I just threw that onto this topic as an interesting side diversion that was staying within the terms of the topic. I chose the 109E because I thought it was at the same time that the Zero was starting to be deployed operationally. Yes I do tend to think the Bf-109E would beat the Zero but it would require a great deal of effort to win...


----------



## FLYBOYJ (May 23, 2007)

HealzDevo said:


> Yes I do tend to think the Bf-109E would beat the Zero but it would require a great deal of effort to win...


Stay above 300 mph, it's that simple...


----------



## R Leonard (May 23, 2007)

All the A6M pilot would have to do is stay out of the 109's sights and wait for it to run out of gas


----------



## FLYBOYJ (May 23, 2007)

R Leonard said:


> All the A6M pilot would have to do is stay out of the 109's sights and wait for it to run out of gas


----------



## Njaco (May 23, 2007)

Of course, a Bf 109 with a single .22 could probably take out the Zero.


----------



## HealzDevo (May 27, 2007)

Too true, just an interesting hypothetical that I threw up as a comparison between the design philosophies of the Germans and the Japanese. I was just interested in what people thought.


----------



## RATHED (May 28, 2007)

Negative Creep said:


> Didn't the Allies believe the Hein (Tony) was a licence built `09?



I might be wrong, but I read somewhere that the allies believed the Hein was based on the Italian Folgores, hence the nickname "Tony". 

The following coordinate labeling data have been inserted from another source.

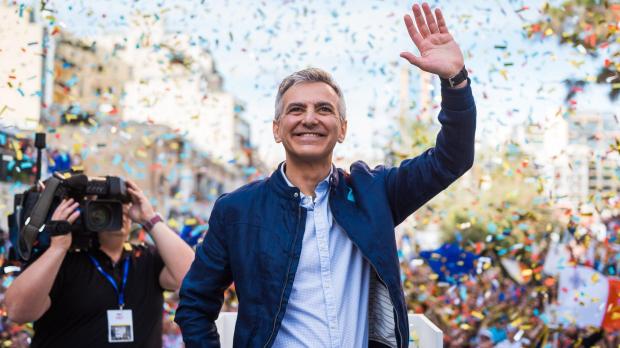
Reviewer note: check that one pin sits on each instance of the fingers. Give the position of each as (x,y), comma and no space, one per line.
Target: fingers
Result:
(441,22)
(131,184)
(73,216)
(65,209)
(413,33)
(419,20)
(411,58)
(430,19)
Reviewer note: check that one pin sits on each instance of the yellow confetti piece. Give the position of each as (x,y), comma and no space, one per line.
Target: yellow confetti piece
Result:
(477,315)
(173,223)
(147,141)
(141,153)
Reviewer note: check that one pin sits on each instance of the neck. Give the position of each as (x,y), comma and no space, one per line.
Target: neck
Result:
(112,245)
(307,175)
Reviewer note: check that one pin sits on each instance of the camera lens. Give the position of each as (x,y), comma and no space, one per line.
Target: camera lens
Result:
(100,216)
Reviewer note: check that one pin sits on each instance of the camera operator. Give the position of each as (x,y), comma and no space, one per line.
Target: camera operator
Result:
(111,294)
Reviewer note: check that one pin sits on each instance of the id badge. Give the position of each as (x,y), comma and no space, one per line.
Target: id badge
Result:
(120,326)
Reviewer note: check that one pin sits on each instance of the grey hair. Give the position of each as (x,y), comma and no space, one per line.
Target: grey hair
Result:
(306,76)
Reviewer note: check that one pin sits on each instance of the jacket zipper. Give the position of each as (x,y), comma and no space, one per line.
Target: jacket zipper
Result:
(382,281)
(286,280)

BTW, the me-109E provided to japan was sent by long range sub, crated. Together it also went a big ( 600?) load og MG 151/20. Most of those were used in the first batchs of the Hein.


----------



## Njaco (May 28, 2007)

> ...load og MG 151/20...



Hey, alright. Another "og" veteran! Always hate when the "f" key goes on vacation. Drives me nuts.


----------



## renrich (May 28, 2007)

I think that in the late 1940 to 1943 period the outcome of a 109 versus A6M would probably depend on the skill of the pilot. In the Pacific, the Allied forces only really gained ascendency over the Zero when the P38, Corsair and Hellcat came on the scene. Even then, if the Zero was piloted by an experienced pilot the issue was in doubt. In a 1V1 fight a well flown Zero could almost always evade the other A/Cs runs. He did not have the option to disengage whenever he desired like the higher performance A/C had but one moment of carelessness could get the Zero's advesary in serious trouble.


----------



## Njaco (May 29, 2007)

Just watched a PBS special last night on the air battle between Sakai and "Pug" Stephenson (I think that was his name) over Guadalcanal. I was surprised that (1) the armour on the hellcat kept it flying even after 200 rounds and (2) those rounds were of rifle caliber for the guns of the Zero. With that I think I would go with Leonard's suggestion and fly cirlces around the 109 until the needle hit "E".


----------



## Hornet_Driver (Jun 9, 2007)

There was all sorts of aircraft, weaponry and technology traffic between Nazi Germany and Imperial Japan before and during the war. As you all point out, the Tony was designed/inspired from the BF-109. 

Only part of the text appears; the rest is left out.